You don't just know that you use a particular tool. You remember the moment you chose it. The alternatives you considered. The argument you had with yourself about the tradeoffs. The version you tried first that didn't work. The pivot you made six months in.
Dead ends matter. Pivots matter. The decision trail is part of the memory.
This is episodic memory — not "what is true now," but "what happened, in what order, and why." The narrative is the knowledge.
Flashback preserves this with an append-with-supersede model. Old facts aren't deleted. They're marked as superseded. A query for what's current returns the latest. A query for what happened returns the trail. You can ask "what do I know about X?" and get the current picture. You can also ask "how did my understanding of X evolve?" and get the history.
Flashback is a self-contained microservice that gives any LLM dynamic, episodic memory.
It is not a monolith. It is not a plugin that only works with one frontend or one model. It exposes a REST API, a gRPC interface, and an MCP server — the transport layer is a choice. The intelligence lives in the server: extraction, scoring, consolidation, temporal decay, the episodic graph. The client just feeds conversations and asks questions.
The design goal is that swapping in Flashback should be low-friction. If you're already doing naive RAG with a vector store, Flashback replaces the store and adds the intelligence layer. The client interface is simple. The complexity is internal.
What lives inside:
- A vector index for semantic similarity search across episodes
- A temporal graph that connects memories to time, source, and successor facts
- A tiered memory manager that handles working memory (per-session, fast-decay) and archival memory (cross-session, permanent)
- An ingestion pipeline that extracts facts, relationships, and decisions from raw conversation turns in real time
- A consolidation process that promotes patterns from working memory into long-term storage
- A decay model that reduces retrieval weight for stale working memories while preserving them for historical queries
None of these pieces are novel individually. The insight is in combining them and wiring them together in a way that makes retrieval dynamic rather than static.
Mid-conversation, something triggers a memory. The system surfaces it — not because you queried for it explicitly, but because the current context activated it. A flashback.
That's the experience the system is trying to produce. Not "here are the top 5 relevant documents." Not "here's what you told me to remember." But: the right memory, at the right moment, because the context demanded it.
Human conversations aren't transactions. They're journeys. Flashback is memory that travels with you.

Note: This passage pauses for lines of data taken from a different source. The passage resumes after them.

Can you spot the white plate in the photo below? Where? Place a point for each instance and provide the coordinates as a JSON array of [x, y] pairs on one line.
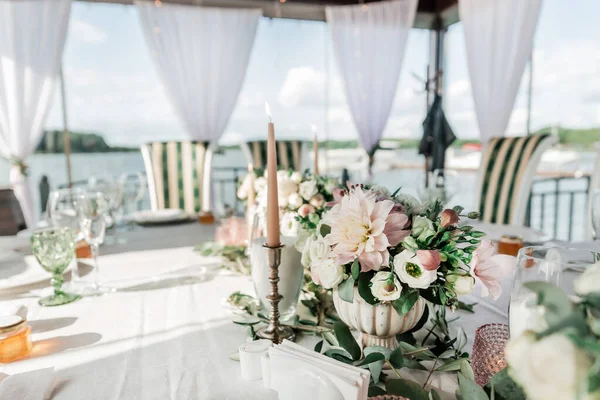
[[495, 231], [159, 216]]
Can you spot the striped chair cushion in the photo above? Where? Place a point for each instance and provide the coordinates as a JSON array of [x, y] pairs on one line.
[[504, 166], [289, 154], [177, 170]]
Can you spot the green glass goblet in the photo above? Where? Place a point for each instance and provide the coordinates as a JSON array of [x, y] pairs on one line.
[[54, 248]]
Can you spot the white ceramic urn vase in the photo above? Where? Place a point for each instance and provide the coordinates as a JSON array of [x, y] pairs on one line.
[[378, 324]]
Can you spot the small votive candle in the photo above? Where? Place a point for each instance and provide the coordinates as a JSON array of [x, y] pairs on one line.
[[15, 338]]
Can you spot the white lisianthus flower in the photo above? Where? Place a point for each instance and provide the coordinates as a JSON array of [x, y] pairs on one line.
[[331, 184], [422, 228], [330, 273], [260, 184], [296, 177], [589, 281], [551, 368], [385, 286], [308, 189], [410, 271], [289, 225], [295, 201]]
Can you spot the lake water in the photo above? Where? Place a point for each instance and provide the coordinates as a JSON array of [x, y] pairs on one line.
[[114, 164]]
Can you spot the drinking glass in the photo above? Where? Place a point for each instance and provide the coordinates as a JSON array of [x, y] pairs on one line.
[[559, 266], [62, 211], [596, 213], [54, 249], [92, 211]]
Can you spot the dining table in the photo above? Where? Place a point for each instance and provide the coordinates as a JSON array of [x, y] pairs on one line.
[[166, 331]]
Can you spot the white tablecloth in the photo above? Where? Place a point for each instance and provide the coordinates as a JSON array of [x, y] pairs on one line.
[[164, 335]]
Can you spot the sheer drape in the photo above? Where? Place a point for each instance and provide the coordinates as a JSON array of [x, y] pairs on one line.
[[369, 43], [499, 40], [201, 54], [32, 38]]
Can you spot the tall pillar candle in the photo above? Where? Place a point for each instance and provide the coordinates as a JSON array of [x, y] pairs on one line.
[[272, 192]]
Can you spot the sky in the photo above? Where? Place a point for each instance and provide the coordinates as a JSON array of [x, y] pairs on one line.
[[113, 89]]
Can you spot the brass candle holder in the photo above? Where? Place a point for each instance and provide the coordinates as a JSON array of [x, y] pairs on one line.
[[274, 331]]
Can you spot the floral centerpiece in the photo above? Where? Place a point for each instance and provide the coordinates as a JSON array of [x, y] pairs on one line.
[[302, 197], [382, 253]]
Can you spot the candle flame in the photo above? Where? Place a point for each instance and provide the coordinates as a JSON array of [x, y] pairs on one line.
[[268, 111]]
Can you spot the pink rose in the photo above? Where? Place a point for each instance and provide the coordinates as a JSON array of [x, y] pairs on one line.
[[429, 259], [448, 218], [305, 210]]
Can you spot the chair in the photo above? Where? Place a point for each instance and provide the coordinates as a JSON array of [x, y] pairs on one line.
[[178, 175], [291, 154], [506, 175]]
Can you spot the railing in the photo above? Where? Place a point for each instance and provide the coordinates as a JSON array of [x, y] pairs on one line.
[[561, 206]]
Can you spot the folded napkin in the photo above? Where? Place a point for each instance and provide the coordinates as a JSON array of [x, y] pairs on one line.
[[32, 385], [299, 373]]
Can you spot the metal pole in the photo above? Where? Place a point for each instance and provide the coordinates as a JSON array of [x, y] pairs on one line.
[[66, 134], [529, 94]]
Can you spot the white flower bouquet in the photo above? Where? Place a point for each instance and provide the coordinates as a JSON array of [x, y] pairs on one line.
[[395, 249]]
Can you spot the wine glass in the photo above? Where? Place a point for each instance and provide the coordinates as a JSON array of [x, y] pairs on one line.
[[92, 210], [596, 213], [54, 249], [62, 212], [559, 266]]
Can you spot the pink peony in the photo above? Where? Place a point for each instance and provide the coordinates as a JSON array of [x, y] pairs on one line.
[[489, 268], [429, 259], [364, 228]]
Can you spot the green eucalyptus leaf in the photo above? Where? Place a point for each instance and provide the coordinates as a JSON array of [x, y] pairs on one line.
[[347, 341], [396, 358], [406, 301], [346, 290], [406, 388], [469, 390], [355, 269], [373, 357]]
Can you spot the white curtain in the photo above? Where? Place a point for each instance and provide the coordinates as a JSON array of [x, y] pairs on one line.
[[202, 54], [32, 38], [499, 40], [369, 42]]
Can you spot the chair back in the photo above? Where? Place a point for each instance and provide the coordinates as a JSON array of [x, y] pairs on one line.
[[178, 174], [506, 175], [290, 154]]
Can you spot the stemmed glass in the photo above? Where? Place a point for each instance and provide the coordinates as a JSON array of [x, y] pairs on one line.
[[62, 211], [92, 211], [559, 266], [54, 249]]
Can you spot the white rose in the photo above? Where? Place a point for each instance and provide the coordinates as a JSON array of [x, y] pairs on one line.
[[260, 184], [319, 250], [330, 273], [317, 200], [295, 201], [331, 184], [308, 189], [385, 286], [289, 225], [296, 177], [464, 284], [589, 281], [551, 368], [410, 271]]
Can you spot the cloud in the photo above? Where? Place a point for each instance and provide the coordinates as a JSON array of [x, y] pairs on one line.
[[86, 32]]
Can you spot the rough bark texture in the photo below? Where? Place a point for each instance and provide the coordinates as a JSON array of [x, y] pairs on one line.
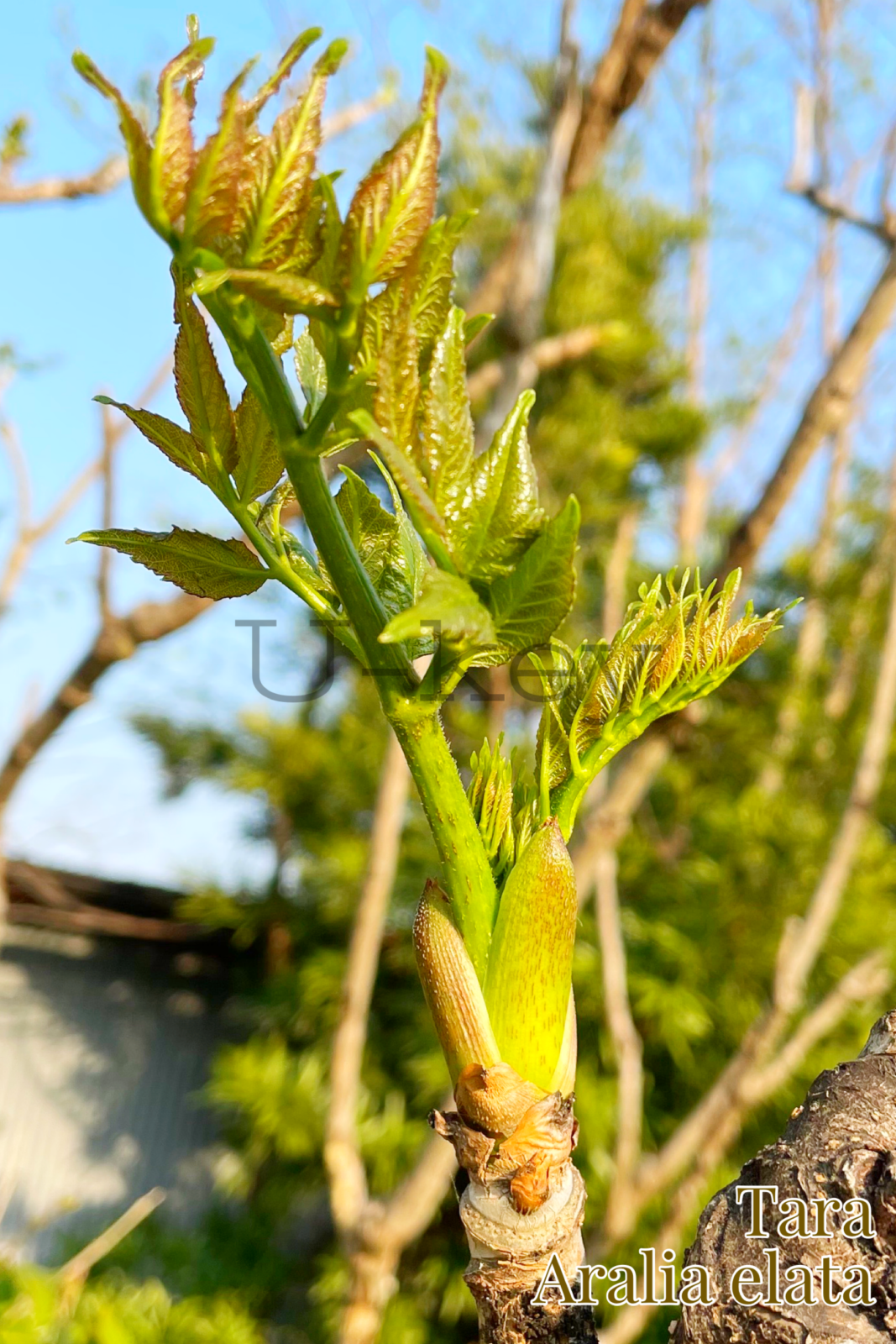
[[840, 1144], [510, 1253]]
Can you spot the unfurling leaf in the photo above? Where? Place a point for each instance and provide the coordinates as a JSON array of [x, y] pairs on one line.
[[258, 463], [175, 443], [134, 134], [448, 608], [282, 185], [282, 293], [387, 548], [206, 566], [174, 155], [450, 985], [392, 206], [311, 371], [201, 387], [668, 654], [501, 511], [530, 972], [531, 602]]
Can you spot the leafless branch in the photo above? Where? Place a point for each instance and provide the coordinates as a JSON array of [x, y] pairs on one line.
[[80, 1265], [626, 1042], [97, 183]]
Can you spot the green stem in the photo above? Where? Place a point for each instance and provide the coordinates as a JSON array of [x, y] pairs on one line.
[[468, 873]]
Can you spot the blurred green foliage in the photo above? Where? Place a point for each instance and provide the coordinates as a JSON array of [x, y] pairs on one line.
[[710, 873]]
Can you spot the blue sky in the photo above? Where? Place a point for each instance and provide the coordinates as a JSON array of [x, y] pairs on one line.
[[83, 293]]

Current AI memory systems are search indexes pretending to be brains. They're useful but fundamentally incomplete — static, flat, and amnesiac within a conversation. The right model is a four-tier hierarchy (ROM, cache, RAM, disk) where each tier has distinct latency, persistence, and decay characteristics. Within-conversation memory should be dynamic: ingested in real time, immediately retrievable, and decaying naturally as the conversation moves on. Long-term memory should be episodic: preserving not just current facts but the decisions and pivots that produced them. Flashback is an attempt to build that system — not as a research project, but as a practical microservice that any LLM application can adopt.